Kevin Drum has a number of good posts today on traveling and privacy rights (here, here, and here) and manages to get a land a good one on David Frum at the same time.
I believe we've already had a case here in NYC where Metrocard data has been subpoenaed as evidence in a criminal case. (For those unaware, the NYC subway system has done away with tokens completely, and the bus system will do the same next year. Everything's done with electronically with Metrocards, which are actually much more convenient than having to carry a pocketful of coins everyday.)
Here's that Metrocard story, from a widely-distributed piece published in Legal Affairs, Your Cellphone is a Homing Device by Brenda I. Koerner.
Congress has always been slow to recognize the privacy implications of new technologies. Unauthorized wiretapping wasn't outlawed until 1967, 91 years after "Mr. Watson, come here, I want to see you," and 77 years after Louis Brandeis and Samuel Warren's famous Harvard Law Review article on the importance of privacy as a legal concept. As Rosen writes in The Unwanted Gaze, "The politics of privacy tends to be largely reactive, fired by heartstring-tugging anecdotes that capture the public imagination." Not until after The Washington City Paper published Judge Robert Bork's video-rental records in 1987, for example, did Congress pass the Video Privacy Protection Act, which outlawed that kind of disclosure. At the intersection of privacy and technology, the legislative wheels require considerable grease to start turning.
There's also a substantial anti-privacy lobby, composed of industry front groups that view tough privacy laws as potential revenue killers. The Online Privacy Alliance and the Privacy Council may sound like muckraking Naderite organizations, but they're pure "Astroturf," fake grass-roots lobbies that hammer home the message that privacy restrictions hurt American business.
Law enforcement likewise views privacy laws as an impediment, especially now that it has grown accustomed to accessing location data virtually at will. Take the MetroCard, the only way for New York City commuters to pay their transit fares since the elimination of tokens. Unbeknownst to the vast majority of straphangers, the humble MetroCard is essentially a floppy disk, uniquely identified by a serial number on the flip side. Each time a subway rider swipes the card, the turnstile reads the bevy of information stored on the card's magnetic stripe, such as serial number, value, and expiration date. That data is then relayed back to the Metropolitan Transportation Authority's central computers, which also record the passenger's station and entry time; the stated reason is that this allows for free transfers between buses and subways. (Bus fare machines communicate with MTA computers wirelessly.) Police have been taking full advantage of this location info to confirm or destroy alibis; in 2000, The Daily News estimated that detectives were requesting that roughly 1,000 MetroCard records be checked each year.
A mere request seems sufficient for the MTA to fork over the data. The authority learned its lesson back in 1997, when it initially balked at a New York Police Department request to view the E-ZPass toll records of a murder suspect; the cops wanted to see whether or not he'd crossed the Verrazano Narrows Bridge around the time of the crime. The MTA demanded that the NYPD obtain a subpoena, but then-Justice Colleen McMahon of the State Supreme Court disagreed. She ruled that "a reasonable person holds no expectation of confidentiality" when using E-ZPass on a public highway, and an administrative subpoena—a simple OK from a police higher-up—was enough to compel the MTA to hand over the goods.
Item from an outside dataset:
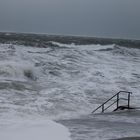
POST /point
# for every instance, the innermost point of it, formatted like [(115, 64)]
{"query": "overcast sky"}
[(101, 18)]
What McMahon was advancing, in effect, was an extension of the rationale behind the rules governing "pen register" and "trap and trace" surveillance of phone lines. While police need a warrant to listen in on the content of calls, they do not need judicial warrants to monitor the phone numbers a person calls or is called from. The phone company already knows what numbers you are dialing, and their existence as a knowing third party means that you should not expect this data to be kept private—or so the logic goes. On the Verrazano Narrows Bridge, how could a toll transaction between a driver and the MTA be private, since the bridge is a public space with a zillion other drivers (third parties all) around to witness it? It doesn't take a genius to see how this argument could be extended to location data obtained through E911; if the emergency operator can get access to your GPS coordinates, how can you expect privacy? It's not like the cops are asking to know what you talked about, only where you were.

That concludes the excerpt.